SAN FRANCISCO - Hackers seized and posted personal information of Bay Area Rapid Transit police online - carrying out another website attack against a California agency that turned off some cell phone service to thwart a potential protest.
The latest attack came as BART found itself in the middle of a debate about free speech following its decision last week to curtail wireless communication in some of its stations.
This time, hackers gained access Wednesday to the website operated by The Bay Area Rapid Transit Police Officers' Association, posting personal details of more than 100 officers. The officers' home and email addresses were leaked along with passwords.
The hackers group Anonymous announced the most recent breach on Twitter and published the address of the website where the information could be found.
However, by late Wednesday Anonymous had not claimed responsibility for the hack, as it did when it broke into BART's marketing website last week and released the personal information of more than 2,000 customers.

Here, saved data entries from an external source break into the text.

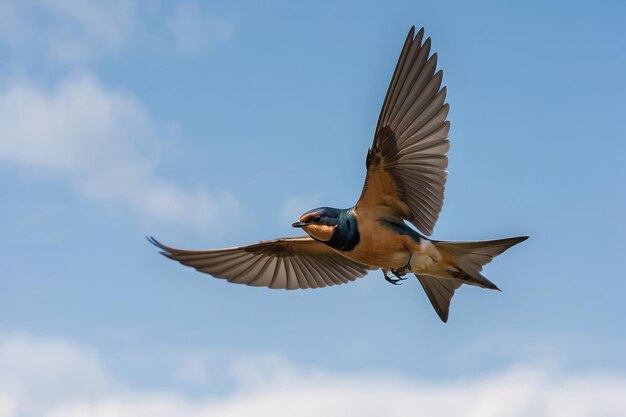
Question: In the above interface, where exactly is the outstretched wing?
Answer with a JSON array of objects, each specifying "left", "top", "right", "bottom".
[
  {"left": 356, "top": 26, "right": 449, "bottom": 235},
  {"left": 149, "top": 236, "right": 372, "bottom": 290}
]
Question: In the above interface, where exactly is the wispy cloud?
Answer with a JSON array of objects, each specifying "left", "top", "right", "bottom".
[
  {"left": 0, "top": 73, "right": 240, "bottom": 231},
  {"left": 0, "top": 1, "right": 235, "bottom": 64},
  {"left": 168, "top": 1, "right": 234, "bottom": 54},
  {"left": 1, "top": 334, "right": 625, "bottom": 417},
  {"left": 0, "top": 1, "right": 240, "bottom": 233},
  {"left": 0, "top": 0, "right": 139, "bottom": 64}
]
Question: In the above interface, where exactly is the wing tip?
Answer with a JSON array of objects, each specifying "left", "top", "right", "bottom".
[
  {"left": 147, "top": 236, "right": 177, "bottom": 257},
  {"left": 407, "top": 27, "right": 426, "bottom": 48},
  {"left": 146, "top": 235, "right": 164, "bottom": 249},
  {"left": 423, "top": 36, "right": 432, "bottom": 49}
]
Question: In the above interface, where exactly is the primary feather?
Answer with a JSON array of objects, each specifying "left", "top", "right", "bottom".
[
  {"left": 148, "top": 237, "right": 372, "bottom": 290},
  {"left": 356, "top": 26, "right": 449, "bottom": 235}
]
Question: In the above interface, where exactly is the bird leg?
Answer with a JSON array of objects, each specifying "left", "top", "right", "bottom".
[
  {"left": 383, "top": 270, "right": 406, "bottom": 285},
  {"left": 390, "top": 254, "right": 413, "bottom": 279}
]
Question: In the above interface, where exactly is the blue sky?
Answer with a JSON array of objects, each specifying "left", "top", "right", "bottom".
[{"left": 1, "top": 1, "right": 625, "bottom": 415}]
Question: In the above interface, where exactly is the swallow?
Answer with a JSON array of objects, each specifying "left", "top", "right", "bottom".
[{"left": 149, "top": 26, "right": 528, "bottom": 322}]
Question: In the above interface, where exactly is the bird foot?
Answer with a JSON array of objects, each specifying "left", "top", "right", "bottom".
[
  {"left": 391, "top": 262, "right": 411, "bottom": 278},
  {"left": 384, "top": 271, "right": 407, "bottom": 285},
  {"left": 387, "top": 253, "right": 413, "bottom": 281}
]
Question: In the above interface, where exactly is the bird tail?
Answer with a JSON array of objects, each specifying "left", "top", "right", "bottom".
[
  {"left": 415, "top": 236, "right": 527, "bottom": 322},
  {"left": 433, "top": 236, "right": 528, "bottom": 290}
]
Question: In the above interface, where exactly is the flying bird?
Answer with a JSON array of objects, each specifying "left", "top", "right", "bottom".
[{"left": 149, "top": 26, "right": 527, "bottom": 322}]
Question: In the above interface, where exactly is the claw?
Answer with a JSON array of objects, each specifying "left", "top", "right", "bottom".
[
  {"left": 385, "top": 274, "right": 403, "bottom": 285},
  {"left": 391, "top": 267, "right": 410, "bottom": 278},
  {"left": 391, "top": 268, "right": 406, "bottom": 277},
  {"left": 384, "top": 271, "right": 406, "bottom": 285},
  {"left": 391, "top": 256, "right": 412, "bottom": 278}
]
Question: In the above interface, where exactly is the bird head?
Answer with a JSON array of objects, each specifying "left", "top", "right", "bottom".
[{"left": 292, "top": 207, "right": 340, "bottom": 242}]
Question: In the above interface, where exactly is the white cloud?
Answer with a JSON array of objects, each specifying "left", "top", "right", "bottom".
[
  {"left": 0, "top": 1, "right": 235, "bottom": 64},
  {"left": 168, "top": 1, "right": 234, "bottom": 54},
  {"left": 1, "top": 334, "right": 625, "bottom": 417},
  {"left": 0, "top": 0, "right": 139, "bottom": 64},
  {"left": 0, "top": 1, "right": 239, "bottom": 232},
  {"left": 0, "top": 334, "right": 118, "bottom": 416},
  {"left": 0, "top": 73, "right": 240, "bottom": 231}
]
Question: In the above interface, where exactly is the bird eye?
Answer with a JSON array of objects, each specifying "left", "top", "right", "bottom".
[{"left": 313, "top": 215, "right": 322, "bottom": 223}]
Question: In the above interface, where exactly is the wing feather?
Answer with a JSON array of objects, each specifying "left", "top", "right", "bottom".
[
  {"left": 356, "top": 26, "right": 449, "bottom": 235},
  {"left": 290, "top": 257, "right": 312, "bottom": 289},
  {"left": 149, "top": 236, "right": 372, "bottom": 290}
]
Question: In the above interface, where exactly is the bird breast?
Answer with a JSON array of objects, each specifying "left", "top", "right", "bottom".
[{"left": 344, "top": 210, "right": 412, "bottom": 269}]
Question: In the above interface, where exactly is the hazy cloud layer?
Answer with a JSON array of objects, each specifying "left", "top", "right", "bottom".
[
  {"left": 0, "top": 73, "right": 240, "bottom": 231},
  {"left": 0, "top": 0, "right": 233, "bottom": 63},
  {"left": 1, "top": 334, "right": 625, "bottom": 417},
  {"left": 0, "top": 1, "right": 239, "bottom": 233},
  {"left": 0, "top": 0, "right": 139, "bottom": 64},
  {"left": 168, "top": 1, "right": 234, "bottom": 54}
]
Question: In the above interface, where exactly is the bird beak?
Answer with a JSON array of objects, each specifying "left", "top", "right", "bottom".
[{"left": 291, "top": 221, "right": 307, "bottom": 228}]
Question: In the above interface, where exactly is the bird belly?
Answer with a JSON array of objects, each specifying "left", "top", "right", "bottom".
[
  {"left": 407, "top": 253, "right": 437, "bottom": 273},
  {"left": 407, "top": 239, "right": 453, "bottom": 278},
  {"left": 341, "top": 218, "right": 411, "bottom": 269},
  {"left": 346, "top": 247, "right": 410, "bottom": 269},
  {"left": 340, "top": 214, "right": 450, "bottom": 275}
]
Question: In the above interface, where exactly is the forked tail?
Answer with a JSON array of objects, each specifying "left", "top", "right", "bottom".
[
  {"left": 417, "top": 236, "right": 528, "bottom": 322},
  {"left": 435, "top": 236, "right": 528, "bottom": 290}
]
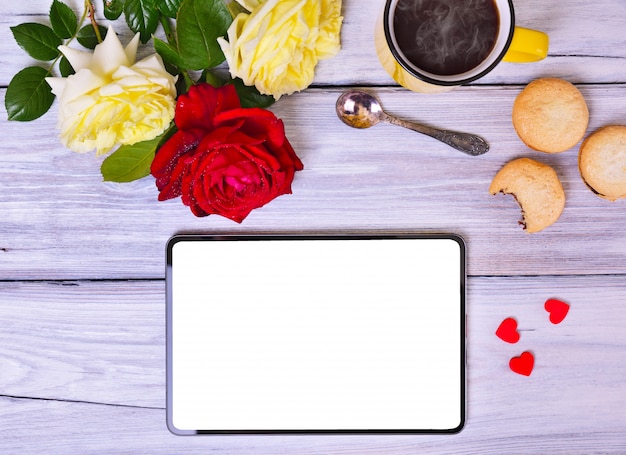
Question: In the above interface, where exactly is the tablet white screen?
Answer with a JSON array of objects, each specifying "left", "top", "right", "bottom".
[{"left": 167, "top": 235, "right": 465, "bottom": 433}]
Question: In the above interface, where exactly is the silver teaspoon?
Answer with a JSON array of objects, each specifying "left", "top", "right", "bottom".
[{"left": 335, "top": 90, "right": 489, "bottom": 156}]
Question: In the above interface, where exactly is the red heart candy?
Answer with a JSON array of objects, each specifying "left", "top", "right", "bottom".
[
  {"left": 496, "top": 317, "right": 520, "bottom": 344},
  {"left": 509, "top": 351, "right": 534, "bottom": 376},
  {"left": 545, "top": 298, "right": 570, "bottom": 324}
]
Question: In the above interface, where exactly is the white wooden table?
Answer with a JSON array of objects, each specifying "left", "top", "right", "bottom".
[{"left": 1, "top": 0, "right": 626, "bottom": 453}]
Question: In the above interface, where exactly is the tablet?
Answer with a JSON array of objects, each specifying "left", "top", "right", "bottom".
[{"left": 166, "top": 234, "right": 466, "bottom": 434}]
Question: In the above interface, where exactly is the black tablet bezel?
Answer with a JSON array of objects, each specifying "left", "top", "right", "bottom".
[{"left": 166, "top": 233, "right": 466, "bottom": 435}]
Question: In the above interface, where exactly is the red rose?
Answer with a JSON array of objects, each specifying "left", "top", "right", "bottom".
[{"left": 151, "top": 83, "right": 303, "bottom": 222}]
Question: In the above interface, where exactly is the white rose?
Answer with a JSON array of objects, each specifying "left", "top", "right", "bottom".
[
  {"left": 46, "top": 26, "right": 177, "bottom": 155},
  {"left": 218, "top": 0, "right": 343, "bottom": 99}
]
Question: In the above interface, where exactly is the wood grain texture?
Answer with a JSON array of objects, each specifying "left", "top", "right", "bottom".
[
  {"left": 1, "top": 276, "right": 625, "bottom": 454},
  {"left": 1, "top": 0, "right": 626, "bottom": 87},
  {"left": 1, "top": 85, "right": 626, "bottom": 279},
  {"left": 1, "top": 0, "right": 626, "bottom": 453},
  {"left": 0, "top": 281, "right": 164, "bottom": 408}
]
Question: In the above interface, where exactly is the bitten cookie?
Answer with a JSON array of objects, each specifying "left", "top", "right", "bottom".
[
  {"left": 489, "top": 157, "right": 566, "bottom": 233},
  {"left": 579, "top": 125, "right": 626, "bottom": 201},
  {"left": 512, "top": 78, "right": 589, "bottom": 153}
]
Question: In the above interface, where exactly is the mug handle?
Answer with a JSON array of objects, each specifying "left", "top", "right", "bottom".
[{"left": 503, "top": 27, "right": 549, "bottom": 63}]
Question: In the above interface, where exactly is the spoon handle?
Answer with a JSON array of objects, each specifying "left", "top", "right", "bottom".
[{"left": 384, "top": 115, "right": 489, "bottom": 156}]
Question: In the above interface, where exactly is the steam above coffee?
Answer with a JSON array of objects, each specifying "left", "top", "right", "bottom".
[{"left": 393, "top": 0, "right": 499, "bottom": 76}]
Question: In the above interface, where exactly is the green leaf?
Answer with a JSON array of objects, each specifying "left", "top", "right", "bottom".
[
  {"left": 158, "top": 0, "right": 184, "bottom": 18},
  {"left": 230, "top": 78, "right": 275, "bottom": 108},
  {"left": 101, "top": 138, "right": 159, "bottom": 182},
  {"left": 104, "top": 0, "right": 125, "bottom": 20},
  {"left": 11, "top": 23, "right": 62, "bottom": 61},
  {"left": 124, "top": 0, "right": 160, "bottom": 44},
  {"left": 59, "top": 55, "right": 74, "bottom": 77},
  {"left": 153, "top": 37, "right": 185, "bottom": 68},
  {"left": 101, "top": 125, "right": 176, "bottom": 182},
  {"left": 49, "top": 0, "right": 78, "bottom": 39},
  {"left": 199, "top": 69, "right": 226, "bottom": 88},
  {"left": 226, "top": 0, "right": 250, "bottom": 17},
  {"left": 177, "top": 0, "right": 232, "bottom": 70},
  {"left": 76, "top": 24, "right": 108, "bottom": 49},
  {"left": 5, "top": 66, "right": 55, "bottom": 121},
  {"left": 175, "top": 75, "right": 193, "bottom": 98}
]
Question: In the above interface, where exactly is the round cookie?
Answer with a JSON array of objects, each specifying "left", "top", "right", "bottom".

Union president Jesse Sekhon told San Francisco's KGO-TV that "I can't believe that this type of criminal act happened." He did not return a call from The Associated Press seeking additional comment.
The union's website was disabled later in the day.
BART interim General Manager Sherwood Wakeman condemned the latest "attack on the working men and women of BART."
"We are deeply concerned about the safety and security of our employees and their families," he said in a prepared statement.
The two hacks came in apparent retaliation for BART cutting cell phone service in its San Francisco stations Thursday night to quell a brewing protest over a police shooting.
The agency took that action after demonstration organizers said they would issue last-minute instructions in text messages and on social networks about where to gather and disrupt the evening commute. The demonstration was planned over the July 3 BART police shooting and killing of Charles Blair Hill, 45. The police allege the transient lunged at them with a knife.
A demonstration on July 11 over the shooting disrupted the evening commute, as one protester scrambled on top of a train, halting all BART transit in San Francisco for 30 minutes.
But the decision to cut wireless communication to head off another protest put the transit agency in the middle of a worldwide debate over free speech, social networks and public safety.
The action was compared unfavorably to Hosni Mubarak's attempt to shut Internet access in Egypt before he was forced from office by mass demonstrations.
BART's action is widely believed to be the first time a U.S. governmental agency cut wireless communication to quell a protest.
BART chief spokesman Linton Johnson said Tuesday it was his idea to cut the power, and the tactic was vetted by police and approved by the agency's general manager, who previously served as BART's top attorney.
Johnson defended the tactic as legal and appropriate to ensure a safe commute.
The planned protest never materialized Thursday and all trains were on time that night.
The Federal Communications Commission is looking into BART's action while the FBI is investigating the hack of mybart.org last week.